Tea selection in Istanbul bazaar.

Coffee

Coffee is consumed much less than tea, but despite that, the selection of specialty coffees in cafes is wide. However, my dearest coffee is traditional Turkish coffee. For an aesthete like me, it’s fantastic to experience the variety of beautiful coffee sets too.

Turkish coffee is always served with water and one piece of lokum. Occasionally, you can get coffee served with one chocolate bonbon.

Please note that you can only get coffee from cafes. Usually, you won’t find coffee in restaurants – not even in food restaurants for dessert. This is sometimes hard for a coffee-loving Finn like me to grasp.

On the other hand, a big positive difference compared to Finland is that even in cafes there is always table service. In the Turkish service society, self-service is unknown – fortunately.

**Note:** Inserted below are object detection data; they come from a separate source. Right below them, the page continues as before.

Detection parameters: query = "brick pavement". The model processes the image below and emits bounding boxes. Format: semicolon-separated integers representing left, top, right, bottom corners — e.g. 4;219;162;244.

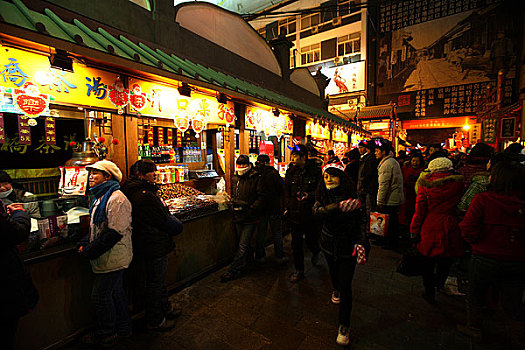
65;237;525;350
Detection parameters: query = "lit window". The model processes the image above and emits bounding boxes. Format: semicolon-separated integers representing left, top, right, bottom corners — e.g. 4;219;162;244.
129;0;151;11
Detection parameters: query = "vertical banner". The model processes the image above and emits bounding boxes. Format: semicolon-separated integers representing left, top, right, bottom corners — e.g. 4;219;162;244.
0;113;5;144
167;128;173;146
45;117;57;146
157;126;165;146
18;115;31;145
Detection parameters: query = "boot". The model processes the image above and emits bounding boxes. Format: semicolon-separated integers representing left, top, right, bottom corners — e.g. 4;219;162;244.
457;301;483;343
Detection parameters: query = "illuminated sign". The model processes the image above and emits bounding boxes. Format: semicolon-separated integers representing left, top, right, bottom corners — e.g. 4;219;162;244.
321;61;366;95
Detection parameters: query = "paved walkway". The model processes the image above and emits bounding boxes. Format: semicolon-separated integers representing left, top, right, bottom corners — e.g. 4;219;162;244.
65;238;525;350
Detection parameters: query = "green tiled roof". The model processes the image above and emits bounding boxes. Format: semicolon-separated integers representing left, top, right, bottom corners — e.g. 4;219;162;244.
0;0;366;132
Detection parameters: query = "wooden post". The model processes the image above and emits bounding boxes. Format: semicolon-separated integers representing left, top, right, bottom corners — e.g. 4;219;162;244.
224;126;235;194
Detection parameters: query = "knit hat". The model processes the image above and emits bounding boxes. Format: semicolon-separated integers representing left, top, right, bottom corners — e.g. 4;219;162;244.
323;162;345;174
428;157;453;173
86;159;122;182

Turkish coffee and baklava in Istanbul, Turkey.
Delicacies in Istanbul, Turkey.

Turkish Delight (lokum)

Turkish Delight is probably a familiar term for everyone, and it means the same as lokum. Lokum resembles marmalade but is stickier and denser. There are many flavors, almost an endless variety. Often, in addition to various food essences, nuts are also used for flavoring. One traditional and well-known lokum manufacturer is a company called “Koska,” which has been in operation since 1907.

In Istanbul one traditional and well-known lokum manufacturer is a company called "Koska," which has been in operation since 1907.

Everyday life and treats

Although Turkish culture is rich in various treats, my family rarely eats sweets in their everyday lives. More often, fruits replace pastries and snacks. Fresh fruits available throughout the year are almost as sweet as other mouthwatering treats.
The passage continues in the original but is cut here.